Several areas in the world have been identified where clusters of people live past age 100. Termed “blue zones,” these areas are the culturally isolated islands of Sardinia, Italy; Icaria, Greece; Okinawa, Japan; and the Costa Rican peninsula of Nicoya. In addition, the Seventh Day Adventists of Loma Linda, California, are considered a blue zone demographic. What gives these people higher life expectancies? Is it their diet, exercise or genetics? Or is there more to it?
Researchers found that people in the blue zones eat a mainly plant-based diet high in complex carbohydrates and low in protein. In Icaria, for example, 95 per cent of the elders’ diet consists of organic vegetables, fruit, beans and seeds. They raise free-range chickens for eggs, and sheep for milk and cheese. Only on special occasions do they slaughter an animal and eat its meat. They don’t follow any fad diets such as low-carb or gluten-free. These old folks eat a wide range of healthy, unprocessed, homegrown, home-cooked foods. Sardinians hunt, fish, harvest their own food and drink lots of wine; this is what we call the Mediterranean diet. While Sardinians have a genetic marker linked to longevity, research suggests that lifestyle plays a bigger role than genes.
Instead of moving to retirement homes, the elderly in blue zones continue to live independently and productively. They hike and garden. They remain functionally fit by living physically active lives out of necessity. Unlike many of us who consider ourselves active, they don’t exercise a few times per week in a gym or do the weekend warrior thing, and then sit on a sofa or at a desk the rest of the time.
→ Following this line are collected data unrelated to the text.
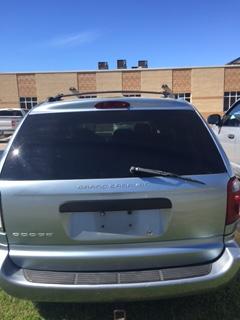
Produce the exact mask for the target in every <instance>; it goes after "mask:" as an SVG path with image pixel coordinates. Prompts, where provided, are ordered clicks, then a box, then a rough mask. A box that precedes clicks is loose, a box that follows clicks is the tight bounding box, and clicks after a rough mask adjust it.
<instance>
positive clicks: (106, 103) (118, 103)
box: [95, 101, 130, 109]
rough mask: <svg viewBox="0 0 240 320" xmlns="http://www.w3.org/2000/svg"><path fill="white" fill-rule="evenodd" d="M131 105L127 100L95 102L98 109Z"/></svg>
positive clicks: (116, 107) (111, 108) (104, 108)
mask: <svg viewBox="0 0 240 320" xmlns="http://www.w3.org/2000/svg"><path fill="white" fill-rule="evenodd" d="M129 107H130V103H129V102H126V101H103V102H98V103H97V104H95V108H96V109H125V108H129Z"/></svg>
They remain constantly and moderately active throughout their lives.
Another contributing factor to their longevity is a close-knit family and a sense of community. Their children and grandchildren typically live nearby and visit regularly, if not daily. They share meals together, often with the older people preparing food for the younger generations. That gives the centenarians a sense of purpose and a feeling of love and appreciation. They also have a close circle of friends with whom they regularly socialize. They don’t have hundreds of “friends” as many of us do on social media. They have real world, meaningful interactions. Blue zones have a less frenetic pace with less stress, more naps and more time to sit and chat with friends.
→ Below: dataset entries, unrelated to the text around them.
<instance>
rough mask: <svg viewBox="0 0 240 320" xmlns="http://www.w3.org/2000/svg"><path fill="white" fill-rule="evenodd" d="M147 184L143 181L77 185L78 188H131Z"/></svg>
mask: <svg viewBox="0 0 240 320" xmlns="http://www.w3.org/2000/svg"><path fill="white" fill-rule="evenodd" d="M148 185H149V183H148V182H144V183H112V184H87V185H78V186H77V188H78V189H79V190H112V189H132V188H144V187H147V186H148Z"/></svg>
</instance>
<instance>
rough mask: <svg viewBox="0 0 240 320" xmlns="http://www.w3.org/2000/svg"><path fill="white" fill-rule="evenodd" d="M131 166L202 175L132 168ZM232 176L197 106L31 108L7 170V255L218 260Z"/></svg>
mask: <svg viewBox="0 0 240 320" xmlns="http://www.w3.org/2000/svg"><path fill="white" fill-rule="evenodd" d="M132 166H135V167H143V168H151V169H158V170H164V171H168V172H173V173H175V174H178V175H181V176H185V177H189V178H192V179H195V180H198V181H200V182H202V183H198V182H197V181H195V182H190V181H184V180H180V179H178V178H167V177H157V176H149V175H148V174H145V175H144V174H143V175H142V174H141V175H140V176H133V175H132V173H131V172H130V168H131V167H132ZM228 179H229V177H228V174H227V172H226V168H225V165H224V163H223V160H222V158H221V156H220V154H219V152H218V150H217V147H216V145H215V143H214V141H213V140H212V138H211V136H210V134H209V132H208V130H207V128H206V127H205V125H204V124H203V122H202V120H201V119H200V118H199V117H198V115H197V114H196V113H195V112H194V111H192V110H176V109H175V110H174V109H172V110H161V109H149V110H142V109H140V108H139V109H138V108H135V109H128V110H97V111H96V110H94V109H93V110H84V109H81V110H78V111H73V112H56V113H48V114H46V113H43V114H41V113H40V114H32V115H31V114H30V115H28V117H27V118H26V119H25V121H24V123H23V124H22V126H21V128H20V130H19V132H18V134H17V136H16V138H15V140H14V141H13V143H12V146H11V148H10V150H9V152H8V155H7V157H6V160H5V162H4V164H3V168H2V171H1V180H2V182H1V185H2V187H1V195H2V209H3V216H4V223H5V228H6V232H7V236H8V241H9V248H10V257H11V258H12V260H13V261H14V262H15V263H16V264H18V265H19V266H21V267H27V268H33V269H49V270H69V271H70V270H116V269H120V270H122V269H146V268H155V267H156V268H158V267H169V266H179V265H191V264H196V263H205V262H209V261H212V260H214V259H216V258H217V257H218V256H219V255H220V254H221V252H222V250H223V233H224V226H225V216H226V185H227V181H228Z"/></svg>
The Seventh Day Adventists are a bit different because they live in a more modern environment in California. They eat a vegetarian diet, abstain from alcohol, tobacco, soda and junk food, and adhere to a physically active lifestyle. Because they tend to associate with people of their own religion who share their values, they aren’t tempted by outsiders to indulge in bad habits.
Seventh Day Adventists have a strong faith. So do the people in the other blue zones. It doesn’t seem to matter which religion one subscribes to, or whether one engages in organized religion, a sense of spirituality appears to contribute to longevity.
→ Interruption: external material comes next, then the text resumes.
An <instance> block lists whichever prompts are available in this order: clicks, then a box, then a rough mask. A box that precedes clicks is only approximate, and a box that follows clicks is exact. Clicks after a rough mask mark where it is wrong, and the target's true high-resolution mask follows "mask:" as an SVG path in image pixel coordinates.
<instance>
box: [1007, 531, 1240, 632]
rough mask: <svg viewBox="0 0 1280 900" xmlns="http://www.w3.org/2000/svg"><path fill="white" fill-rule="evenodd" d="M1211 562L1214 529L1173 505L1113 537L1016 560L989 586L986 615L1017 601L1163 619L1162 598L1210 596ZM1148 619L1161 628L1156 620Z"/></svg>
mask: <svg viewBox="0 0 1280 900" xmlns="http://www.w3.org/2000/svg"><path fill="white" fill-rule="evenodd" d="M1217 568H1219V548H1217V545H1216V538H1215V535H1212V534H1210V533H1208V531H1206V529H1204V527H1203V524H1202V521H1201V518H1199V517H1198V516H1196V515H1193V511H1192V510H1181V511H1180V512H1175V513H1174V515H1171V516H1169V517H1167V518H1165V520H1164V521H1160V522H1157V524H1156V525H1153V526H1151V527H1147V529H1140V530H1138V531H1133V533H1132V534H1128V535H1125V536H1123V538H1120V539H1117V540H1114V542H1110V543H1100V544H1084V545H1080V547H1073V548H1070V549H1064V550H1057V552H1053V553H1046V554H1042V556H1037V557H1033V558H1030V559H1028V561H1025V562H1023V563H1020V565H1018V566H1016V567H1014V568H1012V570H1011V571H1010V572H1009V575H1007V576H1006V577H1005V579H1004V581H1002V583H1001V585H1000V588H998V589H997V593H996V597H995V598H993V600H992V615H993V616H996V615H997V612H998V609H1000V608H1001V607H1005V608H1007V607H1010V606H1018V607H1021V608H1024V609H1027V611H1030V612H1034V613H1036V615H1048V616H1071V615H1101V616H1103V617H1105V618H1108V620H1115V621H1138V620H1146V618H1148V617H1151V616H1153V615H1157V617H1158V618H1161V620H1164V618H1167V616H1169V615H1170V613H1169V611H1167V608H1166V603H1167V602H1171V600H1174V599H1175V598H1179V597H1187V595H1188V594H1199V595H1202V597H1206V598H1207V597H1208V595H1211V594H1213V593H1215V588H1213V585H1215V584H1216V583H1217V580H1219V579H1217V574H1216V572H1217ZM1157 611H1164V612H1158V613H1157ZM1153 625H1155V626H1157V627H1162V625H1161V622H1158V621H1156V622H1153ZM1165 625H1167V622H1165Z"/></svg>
The blue zone people don’t just live longer. They have much lower rates of depression, dementia and heart disease due to their lifestyles.
After learning about the blue zones I thought, “I don’t eat a predominantly plant-based diet. I don’t grow my own food. I don’t hike every day. Am I doomed?” Instead of thinking about how my life is different from the blue zone inhabitants or how I should pack up and move to a blue zone, I reflected on what I’m currently doing or can do to enhance my odds of living a long and high-quality life. I’ve already made significant strides in recent years with lifestyle changes, but there’s always room for improvement. Small changes can make a big difference.
Until recently, the geographical blue zones were cut off from progress, from the “improvements” (e.g., fast food) of the past 50 years. The elders live traditional lifestyles. However, progress is starting to make its way to those zones, and the younger generations who’ve abandoned the traditional lifestyle in favour of a more modern one may have shorter lives than their grandparents.